Confidence Intervals#
The bootstrap is a general technique for quantifying uncertainty that replaces distributional assumptions with computation. Classical confidence intervals rely on asymptotic normality or a known parametric form for the sampling distribution of the statistic — assumptions that are reasonable for the sample mean but fail for nonlinear statistics, small samples, or statistics near the boundary of their parameter space. The bootstrap sidesteps these assumptions by treating the observed data as a stand-in for the unknown population and resampling from it repeatedly to approximate the sampling distribution directly. What follows illustrates the three main bootstrap confidence interval methods on a concrete example.

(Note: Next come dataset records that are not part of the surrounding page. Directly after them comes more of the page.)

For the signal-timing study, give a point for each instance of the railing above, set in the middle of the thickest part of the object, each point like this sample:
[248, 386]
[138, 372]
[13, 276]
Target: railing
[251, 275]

We wish to estimate a confidence interval for the Pearson correlation between LSAT scores and undergraduate GPA at 15 American law schools — the data from Table 3.2 of [ET93]. The example is a natural starting point: the sample is small, the statistic is nonlinear, and the sampling distribution is skewed when the true correlation is near 1. Each of those features is a problem for normal-theory intervals and an opportunity for the bootstrap.
Setting up#
The core workflow is always the same. We wrap the observed data in an
EmpiricalDistribution, which places
probability \(1/n\) on each observation, and define the statistic
as a plain Python function.
import numpy as np
import bootstrap_stat as bp
from bootstrap_stat.datasets import law_data
data = law_data()
def correlation(df):
return np.corrcoef(df["LSAT"], df["GPA"])[0, 1]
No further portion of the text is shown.